For a while now, the discussion about the introduction of open source solutions has surrounded fundamental questions of reliability, security and total cost of ownership (TCO).

A search for the 'silver bullet' argument in the analyst reports on any one of the vendor websites remains elusive. What one finds mostly surrounds the question of why one side's TCO benefit is greater than another's.

After all, TCO and return on investment (ROI) are less factors of the underlying operating system than the applications and services that support the server platform. Furthermore it's argued that TCO doesn't examine the underlying flexibility of a technology and, with it, any potential savings that accompany its implementation.

If the TCO argument isn't conclusive, then we have to start looking elsewhere if we're going to have a better opportunity to 'get the facts' - the name of Microsoft's campaign comparing Windows vs Linux in cost terms. Just as importantly, we need to judge how apparently opposing technologies can cost-effectively and productively co-exist if and when peace finally breaks out.

With the three main arguments of the OS/Linux offensive bogged-down in the detail, where do we go next for some decisive action? In my view it's towards the promise of interoperability and being clear about the true cost of acquisition - and, even more importantly, understanding why these are important questions that shouldn't be neglected.

By interoperability, I simply mean the ability of different IT networks, applications or components to exchange and use information, i.e. to 'talk' to each other.

This goal can be achieved by four means - through the development of software that is 'interoperable by design' (e.g., inclusion of XML technology in software to facilitate the easy exchange of data across different applications); through licensing and cross-licensing proprietary technologies and essential intellectual property; through collaboration with partners, competitors and customers; and through the implementation of industry standards (including open standards and broadly accessible proprietary standards) in products and services.

Whether you happen to be Microsoft or even IBM or Novell, interoperability makes sense, as you may have read in a recent silicon.com story which mentioned the interoperability benefits of JBoss working with Windows. After all, in a future dominated by web and software services, a liberal 'multicultural' approach to software interoperability offers considerable benefits to all the players involved.

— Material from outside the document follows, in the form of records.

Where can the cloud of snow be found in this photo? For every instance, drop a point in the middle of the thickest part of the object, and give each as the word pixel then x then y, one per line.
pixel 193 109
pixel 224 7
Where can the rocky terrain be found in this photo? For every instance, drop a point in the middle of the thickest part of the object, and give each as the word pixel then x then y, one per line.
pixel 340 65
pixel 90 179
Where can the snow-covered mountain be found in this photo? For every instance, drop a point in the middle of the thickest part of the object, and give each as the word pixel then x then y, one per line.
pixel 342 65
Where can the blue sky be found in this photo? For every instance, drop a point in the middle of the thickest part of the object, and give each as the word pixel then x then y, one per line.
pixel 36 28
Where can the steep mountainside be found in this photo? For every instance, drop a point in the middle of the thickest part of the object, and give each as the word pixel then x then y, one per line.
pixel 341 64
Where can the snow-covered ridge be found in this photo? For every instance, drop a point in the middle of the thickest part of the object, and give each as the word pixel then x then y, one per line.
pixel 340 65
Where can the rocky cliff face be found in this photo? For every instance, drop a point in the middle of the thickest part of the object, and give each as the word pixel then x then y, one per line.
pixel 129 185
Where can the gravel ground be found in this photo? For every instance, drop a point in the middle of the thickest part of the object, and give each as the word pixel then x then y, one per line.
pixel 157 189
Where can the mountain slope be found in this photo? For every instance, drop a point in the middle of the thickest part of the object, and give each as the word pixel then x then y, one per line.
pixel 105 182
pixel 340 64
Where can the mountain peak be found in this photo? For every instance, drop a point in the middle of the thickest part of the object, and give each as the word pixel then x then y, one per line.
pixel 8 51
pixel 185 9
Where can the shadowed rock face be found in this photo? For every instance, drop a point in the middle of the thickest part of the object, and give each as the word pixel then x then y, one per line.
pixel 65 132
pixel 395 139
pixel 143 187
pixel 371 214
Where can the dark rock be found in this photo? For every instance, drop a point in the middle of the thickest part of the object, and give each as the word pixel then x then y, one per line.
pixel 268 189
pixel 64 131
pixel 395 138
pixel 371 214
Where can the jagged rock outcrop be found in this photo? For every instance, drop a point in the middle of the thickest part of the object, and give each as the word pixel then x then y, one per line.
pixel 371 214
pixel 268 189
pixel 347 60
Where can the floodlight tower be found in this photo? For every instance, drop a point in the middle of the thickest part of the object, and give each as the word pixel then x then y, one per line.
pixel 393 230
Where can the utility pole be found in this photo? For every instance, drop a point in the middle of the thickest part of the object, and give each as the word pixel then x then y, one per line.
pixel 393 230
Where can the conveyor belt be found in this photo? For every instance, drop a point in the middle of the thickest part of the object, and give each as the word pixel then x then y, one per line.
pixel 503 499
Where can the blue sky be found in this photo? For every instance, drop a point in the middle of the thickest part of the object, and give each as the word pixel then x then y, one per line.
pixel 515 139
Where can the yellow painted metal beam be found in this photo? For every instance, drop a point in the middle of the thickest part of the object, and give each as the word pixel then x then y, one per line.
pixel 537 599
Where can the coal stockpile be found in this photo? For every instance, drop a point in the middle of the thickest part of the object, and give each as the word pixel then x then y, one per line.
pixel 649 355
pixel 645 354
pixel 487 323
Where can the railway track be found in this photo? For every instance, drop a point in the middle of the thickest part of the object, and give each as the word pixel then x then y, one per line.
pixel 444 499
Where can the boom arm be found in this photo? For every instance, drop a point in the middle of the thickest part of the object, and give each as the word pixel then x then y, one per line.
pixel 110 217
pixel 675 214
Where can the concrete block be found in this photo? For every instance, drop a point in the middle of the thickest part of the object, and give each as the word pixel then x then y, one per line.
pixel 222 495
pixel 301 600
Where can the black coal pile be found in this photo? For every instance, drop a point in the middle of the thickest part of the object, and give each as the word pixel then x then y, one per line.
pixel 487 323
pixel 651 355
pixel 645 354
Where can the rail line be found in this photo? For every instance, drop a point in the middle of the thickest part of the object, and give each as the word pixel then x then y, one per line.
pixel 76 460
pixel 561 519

Where it all may go badly wrong, however, is when the interoperability that business and the public sector desires is poorly engineered, because one solution or licensing model is mandated to the exclusion of another which may offer much greater flexibility and lower costs.

This is the main substance of the interoperability argument which is likely to occupy a great deal of editorial space over the next 12 months. Has business and in particular the public sector started along a path which, though recognising the benefits of interoperability, pays only lip-service to flexibility by electing a narrow, 'single-source' route?

A catalogue of high-profile public sector project failures over the last 12 months may encourage everyone involved in planning large IT projects to think more pragmatically on how software and services interoperate.

In looking to a future that argues for greater co-existence between both Microsoft and open source, we might be advised to explore the intrinsic flexibility and value-for-money of different solutions.

The alternative is to continue along a narrow path which increasingly specifies 'open solutions' that in principal deliver the opposite of what 'open' should mean in the first place, through simply imposing one set of standards and technologies - whether proprietary or open - over another.

To quote Winston Churchill: "If we open a quarrel between past and present, we shall find that we have lost the future."